Schottische Regierungschefin in Brüssel Sturgeons heikler Besuch bei der EU
Die Schotten wollen mehrheitlich in der EU bleiben - allen voran ihre separatistische Regierungschefin Sturgeon. Folgerichtig stattete sie Brüssel einen Besuch ab. Doch ihre Mission war voller Fallstricke.

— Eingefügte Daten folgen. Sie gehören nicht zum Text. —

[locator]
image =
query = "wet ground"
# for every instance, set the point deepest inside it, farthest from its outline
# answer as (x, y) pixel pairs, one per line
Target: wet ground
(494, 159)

Wie behutsam die EU im Umgang mit Schottland vorzugehen versucht, dafür ist der Besuch von Nicola Sturgeon beim Kommissionspräsidenten das beste Beispiel: Dass Jean-Claude Juncker die schottische Regierungschefin überhaupt empfangen würde, teilte die Kommission erst wenige Stunden vor der Unterredung mit. Wie aus gut informierten Kreisen verlautet, wollte man abwarten, bis der britische Premier und EU-Gipfel-Gast David Cameron aus Brüssel wieder abgereist war. Um ihn nicht unnötig zu verärgern.
Was ihre Gespräche in der EU-Hauptstadt angeht, so stellte Sturgeon hinterher klar, sie reise "ermutigt und optimistisch" wieder nach Hause. Sie habe im EU-Parlament und der Kommission "viele freundliche Menschen" getroffen, "die ihre Unterstützung ausgedrückt haben und Schottland viel Glück gewünscht haben bei dem Unterfangen, sein Verhältnis zur EU zu bewahren".
Das heiße aber nicht, dass es automatisch einen einfachen Weg für Schottland "heraus aus dieser Lage gibt, in der wir uns befinden". Sturgeon ließ gleichzeitig keinen Zweifel daran, dass Schottland aus ihrer Sicht in der EU bleiben sollte.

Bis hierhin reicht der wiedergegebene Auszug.